Of course, the future is never clear, and I do not possess the gift of prophecy, but if I had to make a prediction as to how this “situation” will progress, this is what I think: The “core issues” of the Peace Process will be settled unilaterally.

Any settlements in which the residents feel themselves to be in personal danger will be abandoned. Many settlements in the Jordan Valley are already being abandoned, not by government order, but by residents who feel their lives are in danger. Meanwhile, settlements in other areas are growing. Those that grow will be defended and retained.

The government has always been hesitant about building walls and fences because it is tantamount to setting a de-facto border. However, the only effective way to deal with terrorist suicide infiltration is to build walls and fences where they cross the most. No prime minister can sacrifice his citizens’ lives in order to be in a better negotiating position, so fences will be built where they must.

Right of Return:
There will be no “Right of Return” for Palestinian refugees into pre-1967 Israel. Israelis aren’t stupid and don’t want to see their state destroyed.

Jerusalem was legally annexed to Israel, and it is an open city, i.e., there are no checkpoints or fences between the Jewish and Arab sections. This ease of access is why so many suicide bombs have gone off in Jerusalem. If suicide bombings get bad enough, the public outcry will be so great that some sort of fence will have to be built. The Arab section will then become the anarchic realm of whatever gangster thug can take control.

The Temple Mount:
The Temple Mount will not be surrendered because, first and foremost, there is nobody to whom it can be surrendered. The Palestinian Authority has essentially disintegrated. Nobody lives on the Temple Mount. Also, the Western Wall is part of the Temple Mount, and Arab worshippers have occasionally stoned and murdered Jewish worshipers there, so it is difficult to imagine a surrender of sovereignty there, if for no other reason than for the sake of the preservation of life.

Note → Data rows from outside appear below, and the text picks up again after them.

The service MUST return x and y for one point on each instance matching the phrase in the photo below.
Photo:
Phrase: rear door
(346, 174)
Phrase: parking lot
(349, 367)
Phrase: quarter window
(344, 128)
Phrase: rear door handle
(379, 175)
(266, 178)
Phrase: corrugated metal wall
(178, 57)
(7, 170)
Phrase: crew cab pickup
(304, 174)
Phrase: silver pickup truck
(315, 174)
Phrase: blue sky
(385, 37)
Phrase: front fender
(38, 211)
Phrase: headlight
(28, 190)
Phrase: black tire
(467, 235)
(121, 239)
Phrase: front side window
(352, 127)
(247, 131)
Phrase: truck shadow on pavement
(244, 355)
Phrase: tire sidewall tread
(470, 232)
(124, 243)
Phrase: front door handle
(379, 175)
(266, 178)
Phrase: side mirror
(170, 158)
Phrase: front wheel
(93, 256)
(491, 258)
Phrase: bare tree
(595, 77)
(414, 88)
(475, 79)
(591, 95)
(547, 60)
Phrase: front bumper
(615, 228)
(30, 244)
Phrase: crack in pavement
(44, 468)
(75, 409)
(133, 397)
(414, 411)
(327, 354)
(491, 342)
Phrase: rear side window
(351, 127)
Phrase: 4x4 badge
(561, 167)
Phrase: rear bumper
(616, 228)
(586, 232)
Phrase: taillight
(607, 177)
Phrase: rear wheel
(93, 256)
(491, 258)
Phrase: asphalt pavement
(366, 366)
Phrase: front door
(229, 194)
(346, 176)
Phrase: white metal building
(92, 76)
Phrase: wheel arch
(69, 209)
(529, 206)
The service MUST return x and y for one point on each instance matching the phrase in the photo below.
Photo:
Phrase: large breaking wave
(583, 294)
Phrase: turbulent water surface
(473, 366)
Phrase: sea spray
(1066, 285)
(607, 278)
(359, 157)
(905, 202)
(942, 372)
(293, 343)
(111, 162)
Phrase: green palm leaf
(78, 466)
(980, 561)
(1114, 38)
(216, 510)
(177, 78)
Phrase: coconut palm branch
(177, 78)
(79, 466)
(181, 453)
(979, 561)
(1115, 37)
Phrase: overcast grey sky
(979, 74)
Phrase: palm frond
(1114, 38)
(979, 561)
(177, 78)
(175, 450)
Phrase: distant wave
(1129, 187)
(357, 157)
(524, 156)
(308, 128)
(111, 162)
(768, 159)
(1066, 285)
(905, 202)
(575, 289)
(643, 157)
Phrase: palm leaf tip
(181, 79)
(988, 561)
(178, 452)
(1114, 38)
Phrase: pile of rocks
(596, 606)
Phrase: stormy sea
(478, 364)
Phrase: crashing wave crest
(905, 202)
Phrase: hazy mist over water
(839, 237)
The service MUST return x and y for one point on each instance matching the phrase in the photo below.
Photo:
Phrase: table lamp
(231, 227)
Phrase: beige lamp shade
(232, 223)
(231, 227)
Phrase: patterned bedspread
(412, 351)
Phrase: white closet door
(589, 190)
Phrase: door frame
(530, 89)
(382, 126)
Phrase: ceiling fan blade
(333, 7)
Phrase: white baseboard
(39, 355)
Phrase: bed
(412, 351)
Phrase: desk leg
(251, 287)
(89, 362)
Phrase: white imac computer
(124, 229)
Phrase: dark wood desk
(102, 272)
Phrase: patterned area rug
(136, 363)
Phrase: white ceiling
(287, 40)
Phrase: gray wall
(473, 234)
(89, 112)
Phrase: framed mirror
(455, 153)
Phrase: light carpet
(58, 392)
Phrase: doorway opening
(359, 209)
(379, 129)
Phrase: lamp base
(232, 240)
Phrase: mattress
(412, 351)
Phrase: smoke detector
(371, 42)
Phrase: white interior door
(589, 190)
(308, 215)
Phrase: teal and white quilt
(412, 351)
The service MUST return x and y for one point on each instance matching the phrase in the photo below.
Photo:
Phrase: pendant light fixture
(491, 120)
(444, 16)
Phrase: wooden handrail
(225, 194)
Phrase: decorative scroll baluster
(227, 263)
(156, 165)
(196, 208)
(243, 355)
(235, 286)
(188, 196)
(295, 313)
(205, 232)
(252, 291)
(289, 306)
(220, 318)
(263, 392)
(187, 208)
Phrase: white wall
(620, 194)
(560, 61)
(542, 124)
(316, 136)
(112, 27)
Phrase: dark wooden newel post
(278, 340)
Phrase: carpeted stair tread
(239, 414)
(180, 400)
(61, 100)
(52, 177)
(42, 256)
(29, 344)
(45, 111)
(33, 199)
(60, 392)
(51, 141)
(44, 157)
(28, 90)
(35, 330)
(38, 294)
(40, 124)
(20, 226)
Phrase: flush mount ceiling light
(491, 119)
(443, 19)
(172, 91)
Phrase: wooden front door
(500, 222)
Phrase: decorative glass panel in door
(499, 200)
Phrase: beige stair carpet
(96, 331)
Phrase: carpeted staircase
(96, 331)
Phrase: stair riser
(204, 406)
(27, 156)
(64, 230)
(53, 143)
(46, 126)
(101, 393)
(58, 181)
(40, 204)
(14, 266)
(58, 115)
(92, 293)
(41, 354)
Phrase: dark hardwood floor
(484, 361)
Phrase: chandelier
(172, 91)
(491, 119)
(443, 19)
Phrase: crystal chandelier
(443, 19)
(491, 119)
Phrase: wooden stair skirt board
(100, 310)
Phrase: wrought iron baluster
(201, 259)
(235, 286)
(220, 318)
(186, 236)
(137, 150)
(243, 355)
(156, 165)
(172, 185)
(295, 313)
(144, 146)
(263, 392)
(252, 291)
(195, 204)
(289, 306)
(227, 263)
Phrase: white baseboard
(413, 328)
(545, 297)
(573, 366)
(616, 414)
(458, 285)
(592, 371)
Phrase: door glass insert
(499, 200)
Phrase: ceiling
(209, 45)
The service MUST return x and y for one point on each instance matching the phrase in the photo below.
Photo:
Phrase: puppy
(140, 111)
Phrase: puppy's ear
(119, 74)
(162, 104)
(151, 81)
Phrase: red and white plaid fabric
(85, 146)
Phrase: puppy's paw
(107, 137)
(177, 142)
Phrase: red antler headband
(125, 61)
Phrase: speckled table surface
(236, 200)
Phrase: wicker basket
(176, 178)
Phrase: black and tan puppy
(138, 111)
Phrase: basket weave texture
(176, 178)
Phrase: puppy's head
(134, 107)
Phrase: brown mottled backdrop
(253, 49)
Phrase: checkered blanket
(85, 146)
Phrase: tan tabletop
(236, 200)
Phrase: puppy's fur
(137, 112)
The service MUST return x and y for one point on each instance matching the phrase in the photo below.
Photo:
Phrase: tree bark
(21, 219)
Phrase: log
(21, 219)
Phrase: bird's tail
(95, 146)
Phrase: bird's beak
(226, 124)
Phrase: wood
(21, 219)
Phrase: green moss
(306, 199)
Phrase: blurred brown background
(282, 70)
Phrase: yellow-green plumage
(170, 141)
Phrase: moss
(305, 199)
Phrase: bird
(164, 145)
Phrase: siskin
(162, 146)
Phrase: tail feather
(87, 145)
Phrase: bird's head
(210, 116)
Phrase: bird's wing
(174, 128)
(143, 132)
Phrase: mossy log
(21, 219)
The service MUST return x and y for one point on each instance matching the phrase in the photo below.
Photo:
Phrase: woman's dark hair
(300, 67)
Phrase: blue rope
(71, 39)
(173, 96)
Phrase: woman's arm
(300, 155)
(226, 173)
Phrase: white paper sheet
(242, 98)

There will be no workers crossing from the Palestinian areas into Israel to work because Israelis don’t want to have to worry about being killed by their employees. Israel does not depend on the Palestinians at all for its economy and will be unaffected in this respect.

The Palestinian Authority:
Sooner or later, Arafat is going to die. He is 72 years old, has Parkinson’s disease, and is keeping company with cutthroats and gangsters. Even if he survives, he has no control and is, in the words of Sharon, “irrelevant.” The major Palestinian areas are currently separated with very little connection or communication between them in order to prevent a unified front from arising. In each city, a local gangster-thug will take control. Security arrangements and effective cease-fires can be brokered with individual gangster thugs. Those gangster thugs who continue terrorist attacks on Israel will be eliminated.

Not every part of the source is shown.